2

So this post is a two-part question. I am testing out the Google app engine with instance class F4 (Memory: 1024 MB and CPU 2.4GHz with automatic scaling). This is the configuration file found on App engine:

runtime: nodejs10
env: standard
instance_class: F4
handlers:
  - url: .*
    script: auto
automatic_scaling:
  min_idle_instances: automatic
  max_idle_instances: automatic
  min_pending_latency: automatic
  max_pending_latency: automatic
network: {}

My Nodejs server has normal Post and Get routes that do no heavy lifting aside from serving static files and fetching data from a MongoDB. This is the memory usage graph when using these routes:

Fig 1.Graph showing memory usage as seen on Google StackDriver while fetching from these non-heavy routes Fig 1.Graph showing memory usage as seen on Google StackDriver while navigating from these non-heavy routes

My first question is, why does it require so much ram (around 500mb) for such small tasks?

I am running profiling tests on my Windows 10 machine by using the Chrome Devtools Node.js Memory Profiler and its giving nowhere near these numbers, I am getting around 52MBs when taking Heap Snapshots.

My second question is about a specific route that takes an uploaded file and resizes it into 3 different images using sharp.

Why is Memory not being freed when the resizing is complete despite working as expected on my Windows 10 machine?

I am doing the resizing test on a 10mb image which is converted into a buffer and then stored in memory.

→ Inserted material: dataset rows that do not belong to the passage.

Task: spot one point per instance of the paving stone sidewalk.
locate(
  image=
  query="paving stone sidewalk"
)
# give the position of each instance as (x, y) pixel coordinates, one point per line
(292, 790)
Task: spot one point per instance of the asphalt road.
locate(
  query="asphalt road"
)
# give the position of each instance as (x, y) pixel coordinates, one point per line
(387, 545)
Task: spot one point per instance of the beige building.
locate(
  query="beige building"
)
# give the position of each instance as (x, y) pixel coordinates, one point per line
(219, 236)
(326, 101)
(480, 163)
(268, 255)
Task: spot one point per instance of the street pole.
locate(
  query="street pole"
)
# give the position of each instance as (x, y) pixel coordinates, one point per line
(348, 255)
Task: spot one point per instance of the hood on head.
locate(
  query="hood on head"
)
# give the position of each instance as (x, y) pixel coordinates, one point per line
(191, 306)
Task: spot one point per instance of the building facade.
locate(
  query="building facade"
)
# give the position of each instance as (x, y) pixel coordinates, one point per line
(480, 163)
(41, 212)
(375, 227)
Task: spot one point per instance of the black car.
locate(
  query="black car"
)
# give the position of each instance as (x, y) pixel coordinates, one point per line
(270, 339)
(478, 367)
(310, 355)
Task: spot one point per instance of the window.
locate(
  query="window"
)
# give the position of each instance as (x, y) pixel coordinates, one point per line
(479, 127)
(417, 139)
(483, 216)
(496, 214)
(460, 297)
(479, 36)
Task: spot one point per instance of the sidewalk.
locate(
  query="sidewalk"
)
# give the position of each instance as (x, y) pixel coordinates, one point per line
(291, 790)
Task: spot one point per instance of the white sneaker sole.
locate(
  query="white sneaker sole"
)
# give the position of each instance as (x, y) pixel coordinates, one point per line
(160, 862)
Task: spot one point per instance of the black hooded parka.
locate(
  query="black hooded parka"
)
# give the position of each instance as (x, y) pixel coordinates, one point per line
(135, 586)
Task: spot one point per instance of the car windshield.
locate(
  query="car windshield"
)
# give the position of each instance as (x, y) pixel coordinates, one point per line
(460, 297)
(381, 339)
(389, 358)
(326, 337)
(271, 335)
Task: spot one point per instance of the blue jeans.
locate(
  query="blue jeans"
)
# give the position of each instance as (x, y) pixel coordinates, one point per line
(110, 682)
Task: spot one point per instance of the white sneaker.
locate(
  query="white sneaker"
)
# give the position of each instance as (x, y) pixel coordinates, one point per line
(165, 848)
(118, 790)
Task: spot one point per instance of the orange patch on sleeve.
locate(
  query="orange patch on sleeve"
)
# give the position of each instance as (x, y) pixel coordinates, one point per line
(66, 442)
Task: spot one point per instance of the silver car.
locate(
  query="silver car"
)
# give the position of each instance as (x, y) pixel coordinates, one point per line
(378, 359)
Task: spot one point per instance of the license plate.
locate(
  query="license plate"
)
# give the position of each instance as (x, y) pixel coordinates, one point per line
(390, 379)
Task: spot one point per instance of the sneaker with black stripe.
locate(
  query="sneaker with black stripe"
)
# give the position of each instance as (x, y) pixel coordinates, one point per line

The conversion code is as follows:

const resizeAndSave = (buffer, filePath, widthResize, transform) => {
  const { width, height, x, y } = transform;
  //create sharp instance
  const image = sharp(buffer);
  //prepare to upload to Cloud storage
  const file = publicBucket.file(filePath);
  return new Promise((resolve, reject) => {
    image
      .metadata()
      .then(metadata => {
        //do image operations
        const img = image
          .extract({
            width: isEmpty(transform) ? metadata.width : parseInt(width),
            height: isEmpty(transform) ? metadata.height : parseInt(height),
            left: isEmpty(transform) ? 0 : parseInt(x),
            top: isEmpty(transform) ? 0 : parseInt(y)
          })
          .resize(
            metadata.width > widthResize
              ? {
                  width: widthResize || metadata.width,
                  withoutEnlargement: true
                }
              : metadata.height > widthResize
              ? {
                  height: widthResize || metadata.height,
                  withoutEnlargement: true
                }
              : {
                  width: widthResize || metadata.width,
                  withoutEnlargement: true
                }
          )
          .jpeg({
            quality: 40
          });
        //pipe to cloud storage and resolve filepath when done
        img
          .pipe(file.createWriteStream({ gzip: true }))
          .on("error", function(err) {
            reject(err);
          })
          .on("finish", function() {
            // The file upload is complete.
            resolve(filePath);
          });
      })
      .catch(err => {
        reject(err);
      });
  });
};

This function is called three times in series for each image, Promise.all was not used to prevent them from running in parallel for the sake of the test:

async function createAvatar(identifier, buffer, transform, done) {
  const dir = `uploads/${identifier}/avatar`;
  const imageId = nanoid_(20);
  const thumbName = `thumb_${imageId}.jpeg`;
  await resizeAndSave(buffer, `${dir}/${thumbName}`, 100, transform);
  const mediumName = `medium_${imageId}.jpeg`;
  await resizeAndSave(buffer, `${dir}/${mediumName}`, 400, transform);
  const originalName = `original_${imageId}.jpeg`;
  await resizeAndSave(buffer, `${dir}/${originalName}`, 1080, {});
  done(null, {
    thumbUrl: `https://bucket.storage.googleapis.com/${dir_}/${thumbName}`,
    mediumUrl: `https://bucket.storage.googleapis.com/${dir_}/${mediumName}`,
    originalUrl: `https://bucket.storage.googleapis.com/${dir_}/${originalName}`
  });
  /* Promise.all([thumb])
    .then(values => {

      done(null, {
        thumbUrl: `https://bucket.storage.googleapis.com/${dir_}/${thumbName}`,
        mediumUrl: `https://bucket.storage.googleapis.com/${dir_}/${mediumName}`,
        originalUrl: `https://bucket.storage.googleapis.com/${dir_}/${originalName}`
      });
    })
    .catch(err => {

      done(err, null);
    }); */
}

The heap snapshots when running the server on my Window 10 machine are :

Fig 2.Heap snapshots from chrome devtools for Node.js

Fig 2.Heap snapshots from Chrome devtools for Node.js when navigating to the image resizing route once

These heap snapshots clearly show that the used memory to store the 10mb image in memory and resize it is being returned to the os on My machine.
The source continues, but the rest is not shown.